Ragionando sul M5S (più o meno)

A proposito di Beppe Grillo e del grillismo, all’opposizione prima e ora a Palazzo Chigi e propaggini di potere e poteri, se ne dicono e scrivono tante nel day-by-day giornalistico. Addio dunque alle parole del tempo che fu? Lasciamo in pace quell’antica sigla del “No” a tutto e tutti?

Abbandonare il consueto riassunto storico, magari reintroducendo il doppio tema dei buoni e dei cattivi. Ovvero: quando erano cattivi, quando buoni? Il fatto è che parlare dei grillini o del grillismo rifacendo il verso alle solite tiritere più o meno cronachistiche con la consueta narrazione del prima e del dopo, serve a poco. Anzi, serve proprio a loro, ai pentastellati. Meglio: servirebbe.

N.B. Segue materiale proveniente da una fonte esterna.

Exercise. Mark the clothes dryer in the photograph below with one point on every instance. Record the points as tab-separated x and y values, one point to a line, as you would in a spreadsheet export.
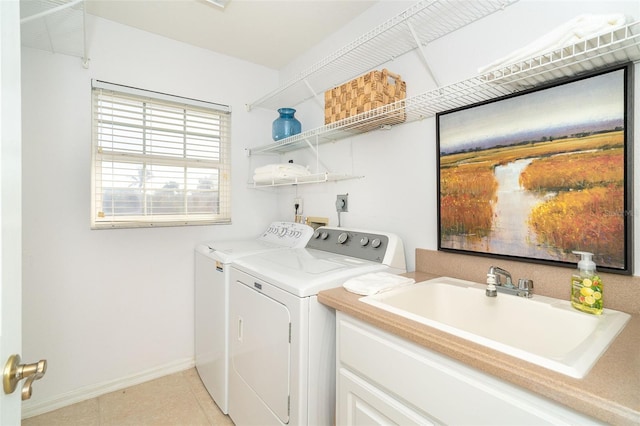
212	272
282	340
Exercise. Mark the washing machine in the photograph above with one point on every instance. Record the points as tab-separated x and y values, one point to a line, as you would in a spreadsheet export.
212	278
282	340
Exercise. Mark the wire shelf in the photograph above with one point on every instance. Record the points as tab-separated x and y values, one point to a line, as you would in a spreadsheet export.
57	26
428	19
615	47
301	180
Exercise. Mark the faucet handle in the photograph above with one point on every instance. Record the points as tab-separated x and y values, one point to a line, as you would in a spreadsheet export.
525	284
491	290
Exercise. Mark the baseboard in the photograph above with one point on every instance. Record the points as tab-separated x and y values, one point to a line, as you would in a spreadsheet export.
95	390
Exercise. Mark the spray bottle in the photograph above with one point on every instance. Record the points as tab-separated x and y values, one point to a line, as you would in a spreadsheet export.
586	285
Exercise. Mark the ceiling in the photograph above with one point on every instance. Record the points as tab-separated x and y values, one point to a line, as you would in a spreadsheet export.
266	32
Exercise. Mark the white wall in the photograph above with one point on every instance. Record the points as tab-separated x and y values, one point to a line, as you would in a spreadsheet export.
105	305
398	191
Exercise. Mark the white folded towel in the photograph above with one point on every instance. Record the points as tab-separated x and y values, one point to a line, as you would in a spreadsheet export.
282	167
579	28
375	282
279	171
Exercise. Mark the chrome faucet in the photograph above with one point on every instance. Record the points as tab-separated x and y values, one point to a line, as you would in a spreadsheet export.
494	284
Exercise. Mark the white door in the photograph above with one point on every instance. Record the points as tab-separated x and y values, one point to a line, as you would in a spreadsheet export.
10	200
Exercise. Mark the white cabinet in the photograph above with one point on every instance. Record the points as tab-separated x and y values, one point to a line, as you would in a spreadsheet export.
383	379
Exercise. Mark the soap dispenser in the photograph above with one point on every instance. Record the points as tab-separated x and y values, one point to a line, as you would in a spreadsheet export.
586	285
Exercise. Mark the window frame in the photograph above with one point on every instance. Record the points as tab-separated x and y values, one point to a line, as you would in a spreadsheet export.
188	159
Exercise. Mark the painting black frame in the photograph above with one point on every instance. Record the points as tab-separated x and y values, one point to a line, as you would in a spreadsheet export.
455	119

E tuttavia una ripresa del racconto di qualche anno (Il Foglio, 2014), non è del tutto inutile. Almeno dal punto di vista di un’analisi nella quale il come eravamo non può e non deve accontentarsi della critica, anche pesante. Dicevano, ai tempi d’oro della contestazione erga omnes: “Apriremo il Parlamento come una scatoletta di tonno!”.

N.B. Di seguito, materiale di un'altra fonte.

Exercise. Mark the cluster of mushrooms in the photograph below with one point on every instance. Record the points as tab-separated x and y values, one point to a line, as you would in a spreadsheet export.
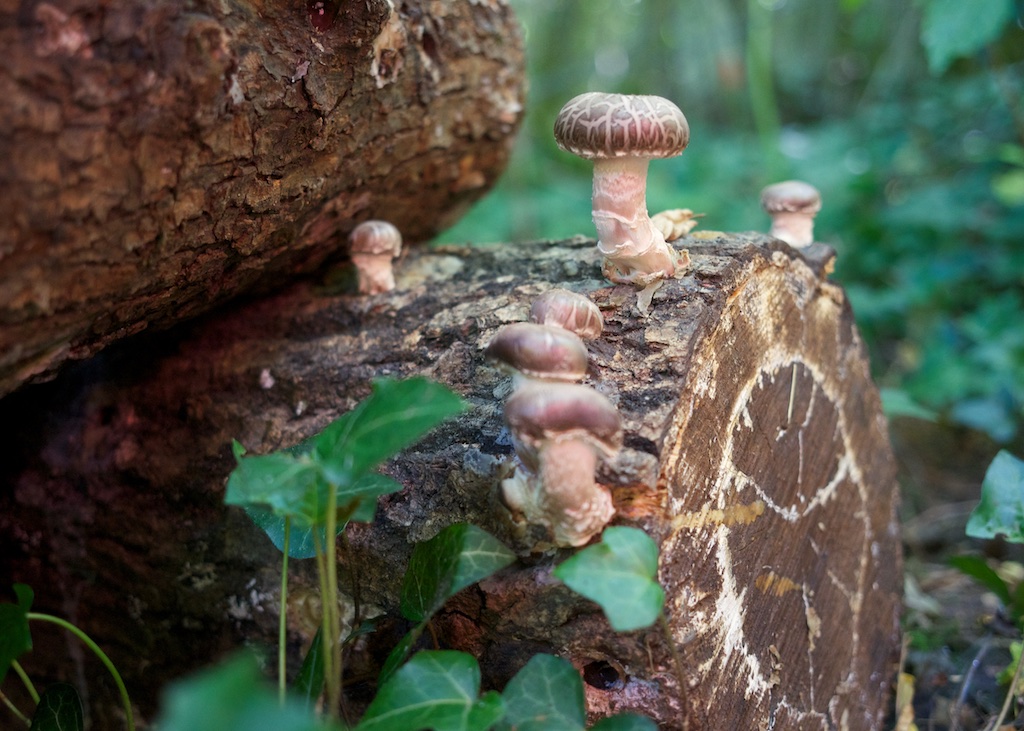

Era, e non poteva non esserlo, un proclama, un programma, una visione, una dichiarazione d’intenti (anti)politici con un’aggiunta (questa sì politica), per di più d’antan, detta apposta per rafforzare quella specie di diktat e intesa come qualifica per ora e per sempre del movimento: “Noi siamo completamente diversi dagli altri!”. Gli altri politici, o presunti tali. O meglio, la casta. Termine di complessa origine sul quale, peraltro, il mucchio selvaggio informativo si buttò. La casta, Grillo ne parlava quattro o cinque anni fa, non soltanto non era capace di gestire l’economia se non con buchi e latrocini, ma composta com’era e come è di cialtroni, non poteva che soccombere, finire in un bagno di sangue (il proprio) all’arrivo anzi all’ingresso dei soldati pentastellati nel Parlamento della Repubblica, una sorta di aula sorda e grigia (prima di loro). Dentro col 25 per cento. Sembra ieri, come si dice, quando un poco basita l’attenzione dei media osservava la conquista di Torino e di Roma oltre che il sorpasso pentastellato ai danni del Partito di Matteo Renzi, pardon del Partito Democratico, sullo sfondo del continuum di una campagna elettorale intesa e fatta come prima, durante e dopo

E dopo, l’ascesa al governo, l’ingresso nel Palazzo più Palazzo di tutti sotto braccio a quella Lega con la quale mai e poi mai, gridava il Big Boss e assicurava il cervello casaleggiano, avrebbero preso un caffè governativo, per dire. Appunto. L’ingresso a Palazzo Chigi è di per sé un freno se non uno stop alla mano per l’apriscatole del Parlamento, ma le parole d’ordine non sono cambiate e non cambiano, solo che restano ciò che erano e sono (e saranno): parole e per di più minacciose: no euro, no vax e scie chimiche ecc.. Sono come l’esclamazione di un virus: populismo, antipolitica, insulti a tutti gli altri, minacce ai dissenzienti interni, lotta senza quartiere alla casta. Quale? Quella degli altri. Loro sono diversi, eccome se lo sono. E la politica, la loro? Che dentro i suoi palazzi è sempre quella del fare, che fa? Poco, quasi niente.

Perciò il vero problema, a ben vedere, non è il virus o quel virus, che c’è sempre stato, più o meno. Ma sono gli anticorpi, che ci sono sempre meno.